By Teresa Cespedes and Terry Wade

LIMA (Reuters) - Former Peruvian President Alberto Fujimori was convicted of human rights crimes and sentenced to 25 years in prison on Tuesday, the first time a democratically elected Latin American president has been found guilty in his own country of such offenses.

A three-judge panel convicted him of ordering a military death squad to carry out two massacres that killed 25 people during his 1990-2000 rule, when he was battling communist guerrillas. Nearly 70,000 people died in two decades of conflict in the Andean country.

Once lauded as a hero, Fujimori, 70, could spend the rest of his life in prison. The verdict is likely to have far-reaching political implications for Peru.

"He was the president who saved our country from terrorism," the former president's daughter Keiko Fujimori, a presidential hopeful and popular lawmaker, said as she called for supporters to march in the streets to protest the verdict.

The elder Fujimori did not react to the ruling except to say that he will appeal it.

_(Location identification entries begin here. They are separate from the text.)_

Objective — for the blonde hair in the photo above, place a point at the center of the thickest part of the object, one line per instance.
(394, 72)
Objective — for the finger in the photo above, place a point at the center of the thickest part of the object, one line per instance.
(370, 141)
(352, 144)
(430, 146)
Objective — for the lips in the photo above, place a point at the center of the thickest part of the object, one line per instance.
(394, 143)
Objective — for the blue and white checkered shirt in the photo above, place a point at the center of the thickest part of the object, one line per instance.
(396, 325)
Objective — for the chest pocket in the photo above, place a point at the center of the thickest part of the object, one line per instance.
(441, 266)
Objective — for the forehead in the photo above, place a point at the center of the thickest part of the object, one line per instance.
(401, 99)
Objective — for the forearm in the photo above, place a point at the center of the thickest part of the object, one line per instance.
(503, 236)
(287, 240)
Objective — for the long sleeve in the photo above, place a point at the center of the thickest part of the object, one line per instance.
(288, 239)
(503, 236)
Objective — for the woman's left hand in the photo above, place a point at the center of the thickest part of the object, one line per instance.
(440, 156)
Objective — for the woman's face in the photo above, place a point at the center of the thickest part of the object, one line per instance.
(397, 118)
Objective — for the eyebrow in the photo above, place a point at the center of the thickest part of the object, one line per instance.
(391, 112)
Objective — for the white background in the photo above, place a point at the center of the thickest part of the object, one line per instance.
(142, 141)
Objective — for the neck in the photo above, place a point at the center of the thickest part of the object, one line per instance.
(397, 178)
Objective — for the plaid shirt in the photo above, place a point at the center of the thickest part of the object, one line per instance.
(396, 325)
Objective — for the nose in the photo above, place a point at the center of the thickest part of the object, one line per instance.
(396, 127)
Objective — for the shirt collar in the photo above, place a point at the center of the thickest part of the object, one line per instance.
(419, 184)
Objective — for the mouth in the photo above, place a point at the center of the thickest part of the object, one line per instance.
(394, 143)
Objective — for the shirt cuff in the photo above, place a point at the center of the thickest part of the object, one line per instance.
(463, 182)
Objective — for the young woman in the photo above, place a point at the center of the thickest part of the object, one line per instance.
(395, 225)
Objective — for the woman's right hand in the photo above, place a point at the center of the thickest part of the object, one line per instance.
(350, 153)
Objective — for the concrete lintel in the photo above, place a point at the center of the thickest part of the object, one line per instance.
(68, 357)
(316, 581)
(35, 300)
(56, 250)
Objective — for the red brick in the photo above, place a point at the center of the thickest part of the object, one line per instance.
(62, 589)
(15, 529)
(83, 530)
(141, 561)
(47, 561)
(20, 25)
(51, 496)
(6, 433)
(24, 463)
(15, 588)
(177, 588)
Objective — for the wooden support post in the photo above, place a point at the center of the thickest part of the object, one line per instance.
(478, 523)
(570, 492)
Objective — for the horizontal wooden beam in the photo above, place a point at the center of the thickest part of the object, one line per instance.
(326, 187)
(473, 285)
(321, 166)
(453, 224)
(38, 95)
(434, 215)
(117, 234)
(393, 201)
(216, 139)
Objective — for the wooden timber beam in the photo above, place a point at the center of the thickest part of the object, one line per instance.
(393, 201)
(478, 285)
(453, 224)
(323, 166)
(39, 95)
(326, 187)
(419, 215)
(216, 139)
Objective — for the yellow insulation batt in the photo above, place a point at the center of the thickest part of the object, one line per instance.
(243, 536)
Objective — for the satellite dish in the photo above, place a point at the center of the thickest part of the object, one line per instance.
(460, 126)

Fujimori's popularity soared when he defeated the brutal Shining Path guerrillas, tamed economic chaos and freed dozens of hostages taken by the Tupac Amaru insurgency during a siege at the Japanese ambassador's house in Lima.

But a corruption scandal involving his spy chief, Vladimiro Montesinos, sank his government in 2000. Fujimori fled to exile in Japan, the country where his parents were born. He was later arrested in Chile and extradited to Peru, where he often snoozed through testimony and took off his socks.

Other Latin American rulers faced trials over human rights crimes before Fujimori, but they were military dictators or prosecuted outside their home countries. Chilean General Augusto Pinochet died in 2006 before he could be convicted.


Activists saw the trial as a turning point for Peru, still coming to terms with a bloody civil war that started in 1980.

"For the first time, the Peruvian justice system rose to the occasion in this historic fight against impunity," said Gisela Ortiz, whose brother was killed at La Cantuta University in 1992 as Fujimori's squads hunted for presumed leftists.

Fujimori's conviction stemmed from the La Cantuta killings and a 1991 massacre in the Barrios Altos section of Lima.

Many abuses by people on both sides of the civil war have never been prosecuted, and thousands of unmarked graves scar the countryside.

The Shining Path, led by a Maoist philosophy professor named Abimael Guzman, was perhaps the most brutal of Latin America's insurgencies. It beheaded people with machetes in the plazas of Andean towns, bombed the capital and killed journalists. Guzman is currently in prison in Peru.

The state, which was nearly toppled, struggled for years to halt the onslaught and sent guns to groups of vigilante peasants in the hinterlands to help the army.

The violence also ensnared the current president, Alan Garcia. He has been haunted by accusations that he violated rights during his first term from 1985-1990. Pressure to put him on trial may grow following the Fujimori verdict.

"With this ruling ... the Peruvian court has shown the world that even former heads of state cannot expect to get away with serious crimes," said Maria McFarland of the group Human Rights Watch.

Garcia has fended off charges by saying he was a democratic leader who lacked total control over the military, whereas Fujimori turned into an authoritarian president and shut down Congress.

Already a front-runner for the 2011 presidential race, Fujimori's daughter, a conservative like her father, has painted the former president as a savior rather than sinner.

If no candidate wins a majority in the initial election, the 33-year-old could end up in a run-off against fellow hopeful Ollanta Humala, a leftist ally of Venezuelan President Hugo Chavez, who nearly won in 2006.

Garcia, who is barred by the country's constitution from running for re-election in 2011, has told foreign investors he will do his best to derail Humala's candidacy by persuading Peruvians to reject leftist models that have regained popularity in Latin America.